Drug resistant epilepsy afflicts nearly a million Americans. In a substantial proportion (~40%) of patients with refractory focal epilepsy, seizures originate in the medial temporal lobe where they adversely impact the neural substrates for episodic memory. While many patients with mesial temporal lobe epilepsy (MTLE) are candidates for focal resection, resective or ablative therapies carry unacceptable risk in patients with preserved memory. The structures targeted by surgical resections – the hippocampus and para-hippocampal gyrus – are crucial to episodic memory and their destruction is likely to result in further, potentially catastrophic, memory decline. Such patients with drug resistant dominant hippocampal epilepsy with preserved memory (“epilepsy in a precious hippocampus”: EPH) are frequently encountered at tertiary epilepsy programs. Despite the severely disabling consequences of this illness and its management, few effective therapeutic options are presently available. Current neuromodulation therapies for EPH or BiMTLE (i.e., anterior nucleus of thalamus [ANT] stimulation and NeuroPaceTM) are palliative interventions. Responder rates are around 50% and modestly durable responses in small fractions (~ 15% for >3-6 months. Further, few (8.5%) patients show significant improvements in memory following neuromodulation, suggesting that the epileptic process persists despite neuromodulation.

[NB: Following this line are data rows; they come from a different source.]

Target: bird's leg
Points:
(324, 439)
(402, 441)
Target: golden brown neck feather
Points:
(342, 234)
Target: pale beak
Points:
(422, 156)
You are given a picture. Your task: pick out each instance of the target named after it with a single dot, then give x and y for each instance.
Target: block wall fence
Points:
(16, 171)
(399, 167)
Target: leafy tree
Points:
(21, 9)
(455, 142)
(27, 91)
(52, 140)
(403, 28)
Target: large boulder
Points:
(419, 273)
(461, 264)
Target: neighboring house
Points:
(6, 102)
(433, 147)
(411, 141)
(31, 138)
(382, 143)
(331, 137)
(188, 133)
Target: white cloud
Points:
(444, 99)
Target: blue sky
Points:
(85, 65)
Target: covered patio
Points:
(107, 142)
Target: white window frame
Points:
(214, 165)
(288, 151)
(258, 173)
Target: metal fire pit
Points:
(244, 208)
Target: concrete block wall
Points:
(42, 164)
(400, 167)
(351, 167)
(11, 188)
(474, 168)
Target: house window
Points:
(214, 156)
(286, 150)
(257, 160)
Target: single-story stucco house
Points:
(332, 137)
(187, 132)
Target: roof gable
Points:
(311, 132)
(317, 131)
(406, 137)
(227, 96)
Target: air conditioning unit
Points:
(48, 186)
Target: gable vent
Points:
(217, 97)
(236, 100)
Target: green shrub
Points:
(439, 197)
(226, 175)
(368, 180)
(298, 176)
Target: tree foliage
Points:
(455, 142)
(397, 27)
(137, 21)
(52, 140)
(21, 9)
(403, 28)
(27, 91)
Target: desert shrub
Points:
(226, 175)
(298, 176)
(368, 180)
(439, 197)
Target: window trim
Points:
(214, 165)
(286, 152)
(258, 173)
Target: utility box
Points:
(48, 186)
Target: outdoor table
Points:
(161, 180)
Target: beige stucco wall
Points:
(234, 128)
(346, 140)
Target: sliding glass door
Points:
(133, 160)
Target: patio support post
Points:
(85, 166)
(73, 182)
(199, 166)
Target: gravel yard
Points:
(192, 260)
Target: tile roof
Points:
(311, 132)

We seek to improve on these technologies by viewing MTLE as a hyper-excitable network distributed over multiple regions rather than a single locus. Using a novel neuromodulation approach, we aim to diminish the hyperexcitability of this network via sub-threshold, low frequency stimulation targeting distributed components of the limbic epilepsy network. Low frequency low threshold stimulation has been shown for decades to be effective in “quenching” hyperexcitability. Surprisingly, its impact on human epilepsy has never been systematically studied. Given the dearth of ecologically relevant animal models of MTLE and the relatively ineffective therapeutic options currently available, we propose an ambitious, innovative approach to neuromodulation of MTLE in EPH.